We have made more table view rendering improvements when dealing with remote images – especially images that are required to be scaled to size.

Significant Launch Speed Improvements in Simulator

We have made significant improvements in the compiler when launching in the simulator. Essentially, when running in simulator mode we now will do a full compile once with all dependencies inside the compiled application but we’ll now not pre-compile your source code. Instead, we’ll simply run in interpreted mode and load resources directory from your application Resource folder. On subsequent launches, we can now simply launch the simulator. This means you can develop-run-debug in a much more rapid cycle. When you run on device or package for distribution, we still do a full rebuild with dependency analysis.

iPhone XML/DOM Fixes

We made a number of fixes in the iPhone DOM implementation. Thanks to Mark Poston for submitting numerous test cases that allowed us to narrow down the fixes quickly.

iPhone Picker

We have expanded the Picker API to now support custom row painting (by using views), multicolumn support and now we support Date, Time, DateTime and count down picker types.

Map Views

We now support the ability to add multiple annotations in one call in MapView (iPhone only at the moment). This is a performance improvement patch we received from Chris Erway. (Thanks Chris!) This performance improvement is really only useful for apps that use a large number of annotations on the map and provides a nice speed boost.

Bonjour and Sockets Support

By popular request, Steve Tramer worked on adding Bonjour and TCP Socket support to iPhone and submitted his work to Titanium. We have brought this work in and it’s now available. We hope to bring Android up to have the same support as well as provide more enhanced networking capabilities in a near future release.

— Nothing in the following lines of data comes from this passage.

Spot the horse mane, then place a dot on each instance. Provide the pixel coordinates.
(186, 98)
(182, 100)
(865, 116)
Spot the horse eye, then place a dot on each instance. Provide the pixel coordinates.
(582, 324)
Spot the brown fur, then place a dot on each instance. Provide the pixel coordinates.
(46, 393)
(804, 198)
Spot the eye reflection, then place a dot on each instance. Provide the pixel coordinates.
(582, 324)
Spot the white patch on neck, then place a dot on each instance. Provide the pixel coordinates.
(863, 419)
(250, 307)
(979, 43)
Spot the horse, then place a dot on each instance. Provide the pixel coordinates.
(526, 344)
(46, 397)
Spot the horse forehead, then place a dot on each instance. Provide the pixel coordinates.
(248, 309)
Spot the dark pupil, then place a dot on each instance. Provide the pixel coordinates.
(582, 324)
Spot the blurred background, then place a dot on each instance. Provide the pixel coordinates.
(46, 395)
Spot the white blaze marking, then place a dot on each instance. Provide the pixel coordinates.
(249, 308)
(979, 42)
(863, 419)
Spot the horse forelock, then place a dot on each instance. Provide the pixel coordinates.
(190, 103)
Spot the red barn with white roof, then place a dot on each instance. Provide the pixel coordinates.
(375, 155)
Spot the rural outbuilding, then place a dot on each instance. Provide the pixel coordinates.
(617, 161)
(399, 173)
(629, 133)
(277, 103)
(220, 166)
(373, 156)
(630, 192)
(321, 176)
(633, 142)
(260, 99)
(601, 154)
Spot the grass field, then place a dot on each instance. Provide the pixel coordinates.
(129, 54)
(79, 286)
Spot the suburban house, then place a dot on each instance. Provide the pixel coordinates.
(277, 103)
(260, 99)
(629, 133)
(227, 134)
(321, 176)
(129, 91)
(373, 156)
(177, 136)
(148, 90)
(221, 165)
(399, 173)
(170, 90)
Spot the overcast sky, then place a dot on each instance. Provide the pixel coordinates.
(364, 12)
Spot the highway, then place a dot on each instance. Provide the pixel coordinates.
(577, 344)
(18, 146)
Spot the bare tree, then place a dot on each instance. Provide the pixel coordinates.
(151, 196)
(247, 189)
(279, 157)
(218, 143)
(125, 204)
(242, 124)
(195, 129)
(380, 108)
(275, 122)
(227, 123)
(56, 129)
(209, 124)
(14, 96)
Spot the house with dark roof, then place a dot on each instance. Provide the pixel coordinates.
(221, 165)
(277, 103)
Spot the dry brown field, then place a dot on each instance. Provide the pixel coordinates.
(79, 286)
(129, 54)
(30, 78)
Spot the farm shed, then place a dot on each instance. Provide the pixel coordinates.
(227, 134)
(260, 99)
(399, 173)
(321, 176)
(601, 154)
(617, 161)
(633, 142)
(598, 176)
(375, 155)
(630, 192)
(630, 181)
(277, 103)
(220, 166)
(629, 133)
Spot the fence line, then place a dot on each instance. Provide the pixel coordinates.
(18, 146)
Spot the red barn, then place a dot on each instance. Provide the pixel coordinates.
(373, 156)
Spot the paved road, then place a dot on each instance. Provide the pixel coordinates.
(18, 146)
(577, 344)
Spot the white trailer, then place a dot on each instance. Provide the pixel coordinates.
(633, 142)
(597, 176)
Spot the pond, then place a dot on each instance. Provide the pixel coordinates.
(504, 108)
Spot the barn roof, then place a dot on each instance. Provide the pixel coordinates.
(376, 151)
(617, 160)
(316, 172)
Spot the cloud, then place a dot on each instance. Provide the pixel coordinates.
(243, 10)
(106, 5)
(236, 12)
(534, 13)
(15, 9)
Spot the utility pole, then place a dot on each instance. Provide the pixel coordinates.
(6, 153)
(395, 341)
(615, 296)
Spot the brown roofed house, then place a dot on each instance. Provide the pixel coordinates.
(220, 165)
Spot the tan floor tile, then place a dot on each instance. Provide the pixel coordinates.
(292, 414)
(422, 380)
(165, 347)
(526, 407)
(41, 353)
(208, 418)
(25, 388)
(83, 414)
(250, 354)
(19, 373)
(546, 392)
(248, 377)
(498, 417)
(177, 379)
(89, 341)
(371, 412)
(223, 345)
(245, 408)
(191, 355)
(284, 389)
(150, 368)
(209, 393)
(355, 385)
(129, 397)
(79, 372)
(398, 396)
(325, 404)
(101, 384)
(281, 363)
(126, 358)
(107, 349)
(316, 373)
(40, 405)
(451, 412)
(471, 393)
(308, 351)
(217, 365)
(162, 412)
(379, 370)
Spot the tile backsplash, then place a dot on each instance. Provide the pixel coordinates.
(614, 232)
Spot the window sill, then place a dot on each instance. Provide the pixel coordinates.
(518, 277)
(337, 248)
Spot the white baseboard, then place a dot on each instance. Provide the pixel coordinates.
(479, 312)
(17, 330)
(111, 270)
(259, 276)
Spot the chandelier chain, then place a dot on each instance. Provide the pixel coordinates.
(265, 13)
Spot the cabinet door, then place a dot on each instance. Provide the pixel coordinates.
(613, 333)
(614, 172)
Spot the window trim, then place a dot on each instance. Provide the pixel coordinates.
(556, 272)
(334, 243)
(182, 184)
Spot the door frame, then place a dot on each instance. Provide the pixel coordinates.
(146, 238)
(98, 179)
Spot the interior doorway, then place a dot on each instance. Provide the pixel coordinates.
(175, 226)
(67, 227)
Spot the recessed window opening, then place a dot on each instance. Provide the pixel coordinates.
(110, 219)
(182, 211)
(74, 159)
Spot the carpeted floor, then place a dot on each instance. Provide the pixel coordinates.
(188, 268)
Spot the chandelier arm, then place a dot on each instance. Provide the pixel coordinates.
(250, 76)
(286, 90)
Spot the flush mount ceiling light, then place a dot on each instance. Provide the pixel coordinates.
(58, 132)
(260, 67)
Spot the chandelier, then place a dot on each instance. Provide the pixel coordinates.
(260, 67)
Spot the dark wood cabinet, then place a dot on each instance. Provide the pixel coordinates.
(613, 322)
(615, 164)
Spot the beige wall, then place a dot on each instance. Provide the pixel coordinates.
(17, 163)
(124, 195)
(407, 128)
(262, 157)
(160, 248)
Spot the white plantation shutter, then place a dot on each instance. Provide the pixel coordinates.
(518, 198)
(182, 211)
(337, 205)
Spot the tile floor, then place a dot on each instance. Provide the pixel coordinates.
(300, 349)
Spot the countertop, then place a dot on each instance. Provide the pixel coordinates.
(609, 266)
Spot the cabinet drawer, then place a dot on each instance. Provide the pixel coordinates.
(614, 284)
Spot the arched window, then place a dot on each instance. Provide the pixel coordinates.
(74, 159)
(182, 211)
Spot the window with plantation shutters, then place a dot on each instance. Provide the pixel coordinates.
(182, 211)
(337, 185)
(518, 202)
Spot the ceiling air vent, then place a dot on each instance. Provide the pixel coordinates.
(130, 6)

iPad support (Premium Subscribers Only)

With this release, we have pushed initial iPad project support. While you can run your apps today on iPad with Titanium, this provides native iPad application support and new iPad project and simulator support. If you’re a premium subscriber, we’ve sent you a link in email to how to access the update. If you’re not a premium subscriber yet, that’s OK. We’ll have support out very soon for everyone. We wanted to give our premium subscription customers the chance to play with it a little bit before we make it available to everyone. However, I’ll make this offer to you if you’re not yet a premium subscriber. If you’re building an iPad app today and want need access, email me.

iPhone 3.2 Beta 5 support

We now build Titanium against iPhone SDK 3.2 Beta 5.

Numerous Android Fixes and Improvements

We have made a lot of fixes and improvements on Android. The Android team has been working very hard with Android and all the various devices, operating system versions and firmware.

What’s next?

We’re planning on releasing 1.2 on April 5th. 1.2 will continue to add additional iPad UI support and fix various prioritized issues reported by premium subscribers and critical issues reported by the community.